英語学習者や翻訳者にとって、「each other」の使い方は意外と誤解されやすいポイントです。例えば、書籍で日本語の文章「候補者たちは互いに相手が当選するものと思った」を “The candidates expected that each other would win.” と翻訳している例がありますが、これは自然な英語ではありません。本記事では、「each other」の正しい用法と適切な翻訳例を解説します。
「each other」の基本的な意味
「each other」は互いに行為を及ぼす関係を表す代名詞です。主語が複数で、互いに動作が向けられる場合に使います。

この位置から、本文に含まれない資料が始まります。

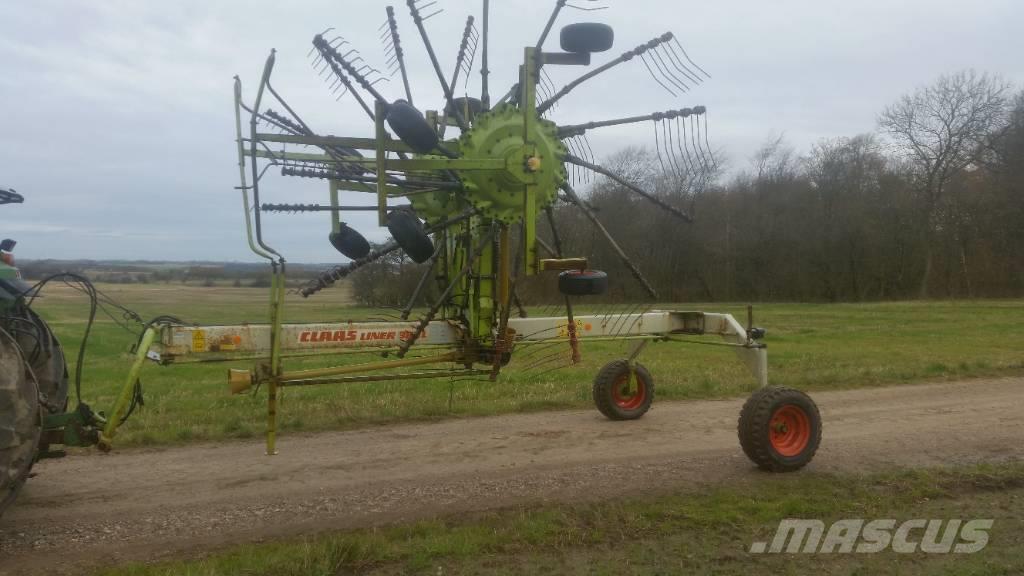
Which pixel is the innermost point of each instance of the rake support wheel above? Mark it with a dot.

重要なポイントは、「each other」は動詞の目的語として使われることが多いという点です。
誤用例:「each other」を主語にしない
書籍で見られた “The candidates expected that each other would win.” は誤用です。なぜなら、「each other」は目的語であり、主語にはできません。
この場合、動作の対象を主語にして「互いに~と思った」と訳す必要があります。
正しい翻訳例
1. 自然な言い換え:”The candidates each expected the other to win.”
解説:ここでは「each」が主語を分け、「the other」を使って互いの対象を示すことで正しい英語になっています。
2. もう少し簡単に表現:”Each candidate expected that the other would win.”
どちらの表現も、主語が明確で、「互いに~と思った」という意味を自然に伝えています。
ポイントまとめ
- 「each other」は目的語として使う
- 主語として使わない
- 互いの対象を示す場合は「the other」と組み合わせる
- 複数主語の場合は「each」を使うと明確になる
このルールを押さえておくと、日本語を英語に翻訳する際に「互いに~と思った」と自然に表現できます。